The rain is great for thirsty plants, parched Earth and dry reservoirs. But it can wreak havoc on saturated hills, causing mudslides, sinkholes and floods.
That's what's happening in several regions throughout the Bay Area, from mountainous areas to inner city neighborhoods.
Even with more sunshine than rain on Thursday, parts of the South Bay and Santa Cruz Mountains continued to face a big muddy mess after Wednesday's heavy rains.
Near Summit Road, a huge tree was ripped right out of the ground, a common sight along the mountain roadway. Homeowners took a hit, too, as the near constant rain began eroding the property right from underneath their feet.
Mark Holt, of Santa Cruz, knew the recent storms were going to hit hard in his neighborhood, but he never expected to see what he saw Thursday.
"While I was up in my room, a little before seven, I heard a big crack, and I looked out, and the hot tub was sliding down," he said, pointing to where his deck slid down the hill almost to the nearby road.
Philipe Hobson, who has lived in the area for 40 years, hopped on his Ford tractor and took it upon himself to help out. "Clearing the culverts and making sure the road is passable," he said.
Nearby, Lexington Reservoir wasn't spilling over like last week, but that's likely to change as two more storms are expected to arrive this weekend.
In San Francisco, crews spent Thursday picking out loose rocks from a hillside above O'Shaughnessy Boulevard. The street was closed Wednesday and remained shut down Thursday due to the threat of another rockslide. Crews with hand tools and equipment were on the hillside Thursday to try to reduce the risk.

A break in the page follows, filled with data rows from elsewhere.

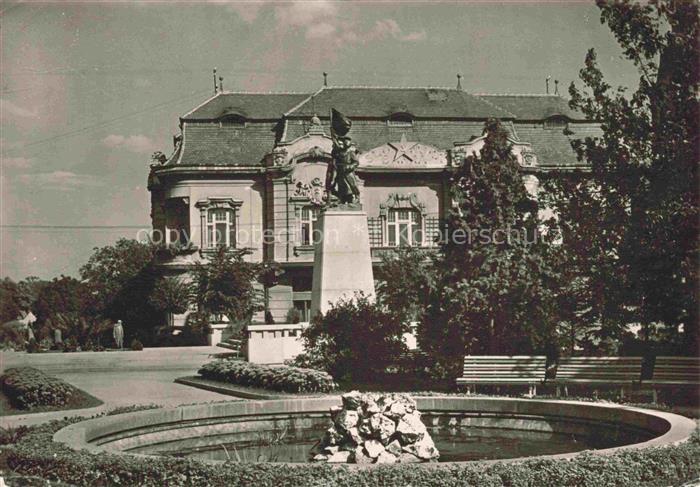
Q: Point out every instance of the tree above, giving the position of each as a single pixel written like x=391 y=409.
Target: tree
x=494 y=289
x=171 y=295
x=120 y=278
x=64 y=295
x=225 y=285
x=404 y=280
x=12 y=300
x=643 y=180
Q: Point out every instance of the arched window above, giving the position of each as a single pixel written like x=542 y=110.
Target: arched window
x=404 y=228
x=403 y=220
x=221 y=228
x=218 y=219
x=400 y=119
x=307 y=225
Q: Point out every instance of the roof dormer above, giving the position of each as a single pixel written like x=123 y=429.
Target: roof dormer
x=400 y=119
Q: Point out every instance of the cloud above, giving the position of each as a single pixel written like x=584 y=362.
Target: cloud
x=304 y=13
x=60 y=180
x=15 y=162
x=320 y=19
x=320 y=31
x=390 y=29
x=9 y=108
x=247 y=11
x=414 y=36
x=140 y=144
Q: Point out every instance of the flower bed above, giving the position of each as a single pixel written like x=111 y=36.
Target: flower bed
x=34 y=453
x=28 y=388
x=285 y=379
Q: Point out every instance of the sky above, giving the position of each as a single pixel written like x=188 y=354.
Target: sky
x=89 y=90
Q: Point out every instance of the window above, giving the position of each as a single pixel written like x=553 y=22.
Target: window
x=221 y=228
x=400 y=120
x=556 y=122
x=232 y=119
x=404 y=228
x=308 y=233
x=304 y=308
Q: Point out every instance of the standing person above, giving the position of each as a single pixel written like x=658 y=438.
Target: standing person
x=57 y=337
x=118 y=333
x=30 y=333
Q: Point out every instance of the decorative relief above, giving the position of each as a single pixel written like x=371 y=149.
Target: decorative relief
x=404 y=154
x=314 y=191
x=528 y=156
x=279 y=156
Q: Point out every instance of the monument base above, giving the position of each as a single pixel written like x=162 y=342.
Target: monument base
x=342 y=259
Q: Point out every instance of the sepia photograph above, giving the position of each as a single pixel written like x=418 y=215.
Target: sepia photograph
x=318 y=243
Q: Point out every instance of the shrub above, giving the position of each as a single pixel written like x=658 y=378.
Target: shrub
x=12 y=335
x=357 y=339
x=285 y=379
x=28 y=388
x=35 y=453
x=293 y=316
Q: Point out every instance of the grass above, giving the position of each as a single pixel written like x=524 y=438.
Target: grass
x=80 y=400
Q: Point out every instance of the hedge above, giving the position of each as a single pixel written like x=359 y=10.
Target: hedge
x=283 y=378
x=34 y=453
x=27 y=388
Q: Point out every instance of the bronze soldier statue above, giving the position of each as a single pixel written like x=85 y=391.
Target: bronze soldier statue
x=341 y=181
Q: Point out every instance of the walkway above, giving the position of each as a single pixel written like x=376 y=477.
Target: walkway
x=118 y=378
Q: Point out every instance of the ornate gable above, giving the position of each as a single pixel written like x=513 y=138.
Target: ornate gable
x=404 y=154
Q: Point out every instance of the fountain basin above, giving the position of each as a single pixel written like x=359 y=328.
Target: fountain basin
x=466 y=429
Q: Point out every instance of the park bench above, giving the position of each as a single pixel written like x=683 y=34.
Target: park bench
x=674 y=371
x=233 y=344
x=606 y=371
x=503 y=370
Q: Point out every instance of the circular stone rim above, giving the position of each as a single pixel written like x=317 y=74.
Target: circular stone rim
x=669 y=428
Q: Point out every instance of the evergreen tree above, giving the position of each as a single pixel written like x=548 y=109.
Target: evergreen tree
x=493 y=291
x=636 y=217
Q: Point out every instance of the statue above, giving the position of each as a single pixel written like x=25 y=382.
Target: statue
x=341 y=181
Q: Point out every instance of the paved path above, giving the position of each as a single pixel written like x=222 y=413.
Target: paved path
x=118 y=378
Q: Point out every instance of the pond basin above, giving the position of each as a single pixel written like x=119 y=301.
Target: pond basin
x=464 y=428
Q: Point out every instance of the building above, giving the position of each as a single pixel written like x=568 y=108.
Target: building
x=248 y=169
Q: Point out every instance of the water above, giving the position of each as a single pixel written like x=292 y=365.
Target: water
x=454 y=444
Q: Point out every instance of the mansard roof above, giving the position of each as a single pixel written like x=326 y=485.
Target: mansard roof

"That’s one of the reasons we closed the road because we were concerned about the heavy rains last night and into the future knocking those big pieces out," said Raymond Lui of the Public Works Department.
Geotechnical experts determined there were some major pieces that were loose, and that prompted an emergency declaration by the Public Works director and closure of the road, Lui said.
Meanwhile, drivers such as Tony Cain tried to get around the closure.
"It's very inconvenient when I leave to go home after work," Cain said. "Instead of going down the hill to my house, I have to go all the way around."
Muni's 44 bus line has been detoured, and neighbors say commuters who use the road to get to Interstate 280 might find a backup.
O'Shaughnessy had a previous closure on Jan. 10 because of a rockslide. Officials said they are hoping to have the roadway reopened by Friday afternoon, though morning rains could alter that timeline.
Rain is in the forecast through Tuesday.